Abstract:
The government of Kenya funded five secondary schools in every constituency in 2010/2011
financial year under ICT Economic Stimulus Programme (ESP).The move was geared towards catalyzing the
adoption and use of ICT in secondary schools. The purpose of this study was to investigate the influence of
teachers’ ICT prerequisite skills on adoption and use of information communication technology (ICT) in public
secondary schools in the republic of Kenya. The objective was to assess the effect of teachers’ ICT pre-requisite
skills on adoption and use of ICT. The study adopted a mixed methods research design, it was informed by the
pragmatic philosophical paradigm and guided by diffusion of innovation (DOI) theory. The target population
was 30,080 teachers from public secondary schools funded by the government of Kenya under ICT Economic
Stimulus Programme (ESP). Participating regions, counties and schools were selected using simple random
sampling design to obtain 384 teachers. ICT pre-requisite skills, was the independent variables while adoption
and use of ICT in public secondary schools was the dependent variable. Data was collected by closed ended
questionnaires and interview schedules. It was cleaned and presented using the mean, mode and range
descriptive statistics. The hypothesis was tested via Pearson’s Correlation Coefficient.
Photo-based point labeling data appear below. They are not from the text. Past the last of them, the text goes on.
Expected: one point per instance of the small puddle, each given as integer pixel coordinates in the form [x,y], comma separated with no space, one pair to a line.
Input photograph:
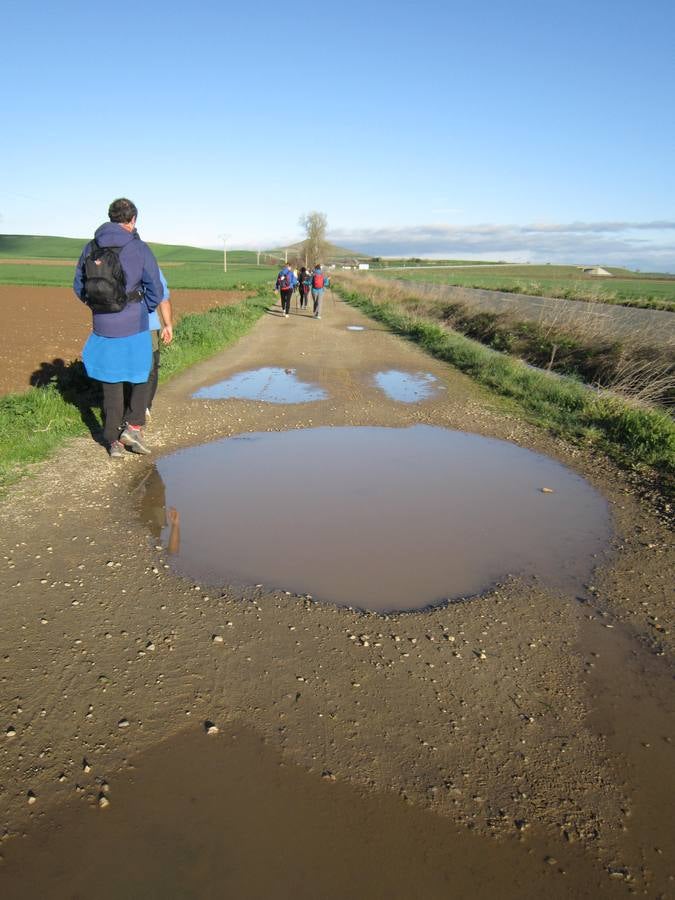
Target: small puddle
[407,387]
[381,519]
[272,385]
[224,817]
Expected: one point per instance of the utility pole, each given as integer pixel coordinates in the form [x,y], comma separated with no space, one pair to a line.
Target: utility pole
[224,238]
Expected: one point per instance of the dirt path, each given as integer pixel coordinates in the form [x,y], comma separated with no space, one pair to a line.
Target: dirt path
[558,744]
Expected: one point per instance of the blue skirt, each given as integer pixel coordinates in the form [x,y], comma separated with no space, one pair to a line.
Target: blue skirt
[118,359]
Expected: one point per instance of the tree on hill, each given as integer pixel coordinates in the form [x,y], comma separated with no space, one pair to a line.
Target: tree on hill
[315,244]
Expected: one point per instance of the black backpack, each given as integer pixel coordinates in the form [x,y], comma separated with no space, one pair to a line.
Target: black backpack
[105,288]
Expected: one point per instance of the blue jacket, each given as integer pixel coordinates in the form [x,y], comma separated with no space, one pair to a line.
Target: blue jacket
[292,281]
[141,271]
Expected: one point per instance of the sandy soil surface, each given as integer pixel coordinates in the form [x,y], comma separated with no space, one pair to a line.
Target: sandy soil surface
[553,745]
[41,325]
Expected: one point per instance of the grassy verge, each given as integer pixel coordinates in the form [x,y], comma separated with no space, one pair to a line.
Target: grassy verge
[631,435]
[565,340]
[34,424]
[563,282]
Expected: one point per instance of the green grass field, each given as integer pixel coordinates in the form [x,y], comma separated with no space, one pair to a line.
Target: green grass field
[196,276]
[184,267]
[625,287]
[377,262]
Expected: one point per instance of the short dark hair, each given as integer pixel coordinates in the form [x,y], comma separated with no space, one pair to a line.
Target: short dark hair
[122,210]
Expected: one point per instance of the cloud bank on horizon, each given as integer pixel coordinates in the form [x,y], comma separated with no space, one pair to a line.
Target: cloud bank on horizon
[643,245]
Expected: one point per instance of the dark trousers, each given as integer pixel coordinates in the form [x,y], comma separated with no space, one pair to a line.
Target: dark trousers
[114,411]
[152,380]
[286,294]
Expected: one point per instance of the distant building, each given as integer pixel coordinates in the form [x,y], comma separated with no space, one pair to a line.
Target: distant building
[597,270]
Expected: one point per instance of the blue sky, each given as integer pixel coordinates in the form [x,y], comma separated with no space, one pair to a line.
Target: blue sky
[523,130]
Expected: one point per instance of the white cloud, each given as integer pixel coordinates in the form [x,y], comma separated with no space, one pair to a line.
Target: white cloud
[646,245]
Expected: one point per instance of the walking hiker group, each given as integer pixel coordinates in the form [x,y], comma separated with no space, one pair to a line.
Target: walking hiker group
[304,282]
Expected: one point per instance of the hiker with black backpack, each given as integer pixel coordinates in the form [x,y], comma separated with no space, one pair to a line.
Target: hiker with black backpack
[117,276]
[286,282]
[305,279]
[319,283]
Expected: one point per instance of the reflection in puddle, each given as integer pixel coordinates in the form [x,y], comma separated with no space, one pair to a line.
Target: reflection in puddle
[376,518]
[406,387]
[273,385]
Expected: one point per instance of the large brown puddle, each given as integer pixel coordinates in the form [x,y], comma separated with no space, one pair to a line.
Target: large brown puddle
[221,817]
[381,519]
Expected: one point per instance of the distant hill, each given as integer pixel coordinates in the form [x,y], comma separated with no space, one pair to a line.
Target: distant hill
[37,246]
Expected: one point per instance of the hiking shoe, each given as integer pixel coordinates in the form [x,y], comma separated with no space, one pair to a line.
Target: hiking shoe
[116,450]
[133,439]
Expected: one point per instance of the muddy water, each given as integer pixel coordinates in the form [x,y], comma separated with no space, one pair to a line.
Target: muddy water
[407,387]
[222,816]
[270,384]
[381,519]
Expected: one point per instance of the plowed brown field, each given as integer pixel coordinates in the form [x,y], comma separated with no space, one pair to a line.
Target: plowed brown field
[42,324]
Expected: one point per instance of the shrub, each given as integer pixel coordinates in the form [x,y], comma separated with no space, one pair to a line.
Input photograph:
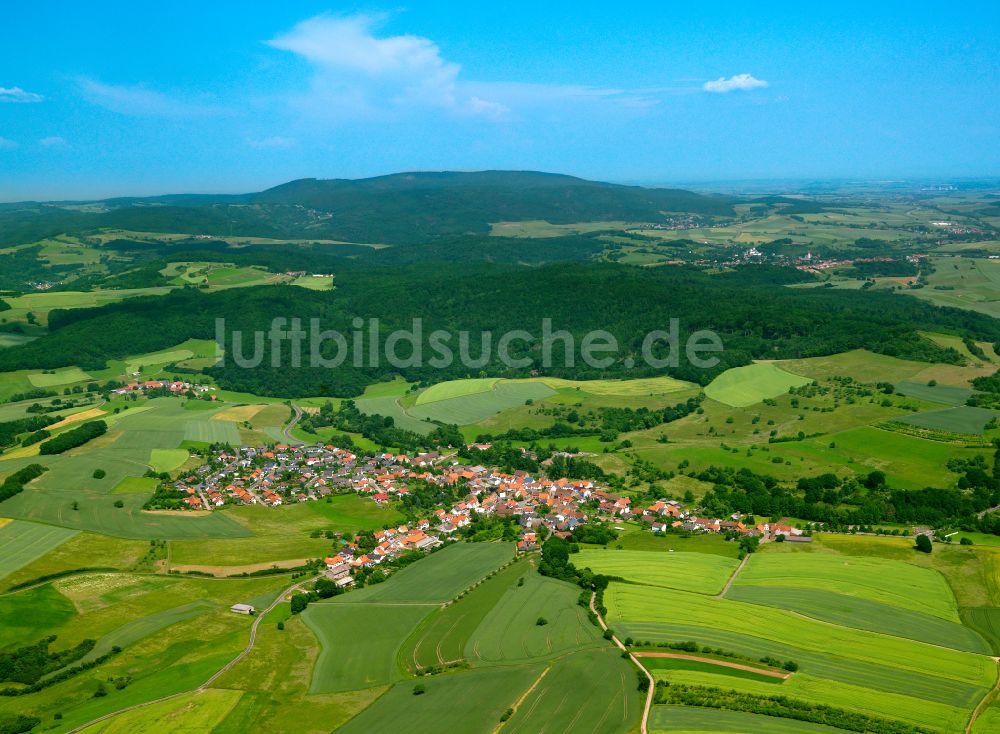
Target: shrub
[924,544]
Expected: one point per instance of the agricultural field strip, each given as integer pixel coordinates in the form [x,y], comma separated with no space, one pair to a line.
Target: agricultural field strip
[22,542]
[699,572]
[856,612]
[827,666]
[652,604]
[684,719]
[883,580]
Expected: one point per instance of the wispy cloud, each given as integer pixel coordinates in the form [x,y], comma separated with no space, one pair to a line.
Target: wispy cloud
[18,95]
[357,71]
[143,102]
[275,142]
[739,82]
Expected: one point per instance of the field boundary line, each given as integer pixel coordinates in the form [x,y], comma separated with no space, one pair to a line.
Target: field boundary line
[732,578]
[517,704]
[986,700]
[713,661]
[224,669]
[643,726]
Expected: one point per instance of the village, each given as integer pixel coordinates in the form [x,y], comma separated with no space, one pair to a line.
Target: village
[284,474]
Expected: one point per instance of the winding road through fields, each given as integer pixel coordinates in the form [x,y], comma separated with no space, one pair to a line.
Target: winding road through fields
[224,669]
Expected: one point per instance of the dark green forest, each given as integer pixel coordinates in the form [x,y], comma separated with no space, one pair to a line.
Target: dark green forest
[754,319]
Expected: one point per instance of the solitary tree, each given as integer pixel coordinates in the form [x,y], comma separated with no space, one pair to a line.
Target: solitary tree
[924,544]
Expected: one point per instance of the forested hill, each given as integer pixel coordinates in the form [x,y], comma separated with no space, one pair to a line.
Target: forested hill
[399,209]
[754,318]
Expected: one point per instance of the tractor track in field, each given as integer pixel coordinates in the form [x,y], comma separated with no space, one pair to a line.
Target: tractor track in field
[223,670]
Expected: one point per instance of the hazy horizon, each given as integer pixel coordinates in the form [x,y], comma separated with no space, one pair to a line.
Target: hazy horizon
[234,97]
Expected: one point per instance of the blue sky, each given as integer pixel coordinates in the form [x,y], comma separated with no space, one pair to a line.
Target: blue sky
[119,98]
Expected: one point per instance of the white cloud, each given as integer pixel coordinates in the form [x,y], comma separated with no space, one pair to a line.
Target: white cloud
[273,142]
[143,102]
[360,73]
[743,82]
[16,94]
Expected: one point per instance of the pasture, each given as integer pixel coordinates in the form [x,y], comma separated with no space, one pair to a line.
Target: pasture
[742,386]
[23,542]
[704,573]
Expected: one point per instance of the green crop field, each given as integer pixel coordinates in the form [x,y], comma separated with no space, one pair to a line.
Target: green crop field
[466,703]
[443,635]
[840,666]
[211,431]
[641,387]
[592,692]
[59,377]
[130,485]
[440,577]
[360,642]
[175,632]
[510,631]
[167,460]
[686,719]
[23,542]
[200,711]
[860,364]
[946,394]
[864,614]
[455,389]
[389,406]
[81,550]
[743,386]
[283,533]
[985,621]
[481,404]
[652,663]
[704,573]
[953,420]
[889,582]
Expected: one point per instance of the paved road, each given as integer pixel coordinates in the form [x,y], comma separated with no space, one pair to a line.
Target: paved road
[215,676]
[652,683]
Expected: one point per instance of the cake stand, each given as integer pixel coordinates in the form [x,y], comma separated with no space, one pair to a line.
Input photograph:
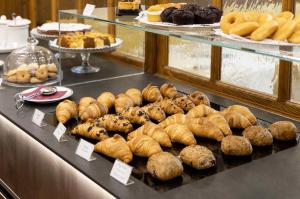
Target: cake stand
[85,53]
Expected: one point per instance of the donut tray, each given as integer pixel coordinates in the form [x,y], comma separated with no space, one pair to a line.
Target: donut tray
[190,175]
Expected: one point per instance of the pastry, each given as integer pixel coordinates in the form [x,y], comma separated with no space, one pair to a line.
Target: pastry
[135,95]
[136,115]
[242,110]
[237,120]
[123,102]
[258,136]
[198,98]
[115,147]
[169,107]
[236,146]
[198,157]
[107,99]
[92,111]
[154,131]
[200,111]
[168,90]
[155,112]
[181,134]
[184,103]
[144,146]
[114,123]
[204,128]
[283,130]
[66,110]
[182,17]
[265,31]
[164,166]
[174,119]
[167,15]
[218,120]
[151,93]
[88,130]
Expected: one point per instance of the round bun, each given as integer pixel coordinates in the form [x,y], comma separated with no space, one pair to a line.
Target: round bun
[167,15]
[182,17]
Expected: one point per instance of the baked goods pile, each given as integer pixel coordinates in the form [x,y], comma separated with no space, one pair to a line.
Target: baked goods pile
[146,123]
[183,14]
[86,40]
[260,26]
[32,73]
[53,28]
The study established a
statistically significant relationship between teachers’ pre-requisite ICT skills and adoption and use of ICT of +
0.154. The study recommended a follow up/monitoring and evaluation of adoption and use of ICT on termly
basis until it picks the momentum, a review of the teacher education curriculum to reflect more courses in ICT,
emphasis on in-service training in ICT. Finding and recommendation of this study will be of use to education
stakeholders; policy makers, teachers, students and the government as they strives to attain vision 2030.